Thursday, January 3, 2008

CPF Updates - Floating Rate For Special Account

CPF Special Account As Part Of Retirement Planning

I kept telling friends and colleagues to make full use of the CPF Special Account (SA) for retirement planning. The special account gives 4% fixed rate which when compounded annually, it can snowball to a very big sum by the time you retire. With effect from 1 Jan 2008, there are some changes to the CPF rates.

1) The Special Account, Medisave Account and Retirement Account (SMRA) will be pegged to the 12-month average yield of the 10-year Singapore Government Security (10YSGS) plus 1%. Singapore Government Security is the Singapore Government issued bonds which I had covered quite a fair bit last year. The average yield of the 10YSGS over one year, from 1 December 2006 to 30 November 2007, plus 1% works out to be 3.9%.

To help CPF members adjust to the floating SMRA rate, the Government will maintain the 4% floor rate for two years if the 10YSGS yield plus 1% is below 4%. After two years, the 2.5% floor rate will apply for all CPF accounts. Computation illustration:

SMRA interest rates for January to March 2008
Average yield of 10-Year SGS from Dec 06 to Nov 07 --- 2.90%
Plus 1% ------------------------------------------------------------------- 1.00%
Computed SMRA Interest Rate for Jan 08 to Mar 08 ----- 3.90%
SMRA Interest Rate (Jan 08 to Mar 08) - floor -------------- 4.00%

2) An additional 1% interest will be paid on the first $60,000 of a member’s combined balances, with up to $20,000 from the Ordinary Account (OA). The additional interest received on the OA will go into the member’s Special or Retirement Account to enhance his retirement savings.

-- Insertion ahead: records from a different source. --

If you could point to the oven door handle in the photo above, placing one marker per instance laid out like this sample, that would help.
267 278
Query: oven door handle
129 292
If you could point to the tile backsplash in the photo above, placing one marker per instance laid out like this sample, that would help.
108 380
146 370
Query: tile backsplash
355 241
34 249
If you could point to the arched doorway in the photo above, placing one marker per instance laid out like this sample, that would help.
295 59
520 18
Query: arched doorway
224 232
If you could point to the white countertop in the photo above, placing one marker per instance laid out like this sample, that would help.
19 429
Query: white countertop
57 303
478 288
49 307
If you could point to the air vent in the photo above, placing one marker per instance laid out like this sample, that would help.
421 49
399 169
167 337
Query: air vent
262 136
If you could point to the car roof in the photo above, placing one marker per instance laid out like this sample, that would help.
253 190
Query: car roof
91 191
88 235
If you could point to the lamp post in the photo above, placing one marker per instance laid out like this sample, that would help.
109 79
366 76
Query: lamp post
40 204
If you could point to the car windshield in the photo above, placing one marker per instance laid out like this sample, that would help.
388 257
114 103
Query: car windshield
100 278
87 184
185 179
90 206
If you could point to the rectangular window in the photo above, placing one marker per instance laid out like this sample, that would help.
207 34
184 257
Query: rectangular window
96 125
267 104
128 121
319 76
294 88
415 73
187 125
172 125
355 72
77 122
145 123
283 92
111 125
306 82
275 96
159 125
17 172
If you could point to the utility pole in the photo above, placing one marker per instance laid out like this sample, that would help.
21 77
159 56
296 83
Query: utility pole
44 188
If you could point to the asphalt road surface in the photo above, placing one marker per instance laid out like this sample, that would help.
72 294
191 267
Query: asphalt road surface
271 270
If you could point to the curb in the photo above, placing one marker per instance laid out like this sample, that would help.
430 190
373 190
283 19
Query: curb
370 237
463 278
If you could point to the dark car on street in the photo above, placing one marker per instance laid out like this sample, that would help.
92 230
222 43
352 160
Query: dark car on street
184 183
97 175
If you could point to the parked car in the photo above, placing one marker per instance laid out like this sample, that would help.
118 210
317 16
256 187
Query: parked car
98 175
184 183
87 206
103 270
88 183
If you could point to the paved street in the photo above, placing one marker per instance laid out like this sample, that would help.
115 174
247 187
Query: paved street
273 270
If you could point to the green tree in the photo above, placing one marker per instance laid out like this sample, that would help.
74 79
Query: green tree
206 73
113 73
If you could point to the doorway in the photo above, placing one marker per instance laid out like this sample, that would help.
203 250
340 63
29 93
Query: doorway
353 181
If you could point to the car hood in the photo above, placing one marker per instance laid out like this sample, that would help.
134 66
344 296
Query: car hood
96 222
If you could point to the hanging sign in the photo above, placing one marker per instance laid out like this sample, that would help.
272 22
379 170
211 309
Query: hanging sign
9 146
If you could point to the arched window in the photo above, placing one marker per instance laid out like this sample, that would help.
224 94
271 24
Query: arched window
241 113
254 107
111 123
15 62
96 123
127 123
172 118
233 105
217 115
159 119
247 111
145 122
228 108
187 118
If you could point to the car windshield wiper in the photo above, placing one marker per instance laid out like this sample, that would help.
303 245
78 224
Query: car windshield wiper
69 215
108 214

Therefore, we stand to gain on our OA (3.5%) but only up to $20,000. Not much of an impact but “no fish prawns also good”. As for the SMRA, you get to enjoy 5% rate for maximum of $60,000 (if you have $0 in your OA) since government maintained 4% floor rate for two years.

“So what happen two years later?”

This is really hard to quantify and predict. Even though government giving out 1% extra for OA and SMRA, it is only limited to $60,000 combine balances. While there is a very small gain on the OA, SMRA will be hard to forecast. It all depends on the 12-month average yield of 10YSGS. The actual result very much depends on the economic performance. It is difficult to use a financial calculator to project our retirement amount now because it is no longer fixed. Take a look on the following annual yield of 10YSGS since 1998.

1998 - 4.48%
1999 - 4.56%
2000 - 4.09%
2001 - 3.97%
2002 - 2.55%
2003 - 3.75%
2004 - 2.58%
2005 - 3.21%
2006 - 3.05%
2007 - 2.68%

From the above data, the yield fluctuates, of course. However, the yield has been quite good for most of the years except for 2002, 2004 and 2007. If we get this kind of yields again, we are actually better off 70% of the time (when you add another 1% to the yield) compare to what we are getting currently. Of course, history is not a guarantee of future performance.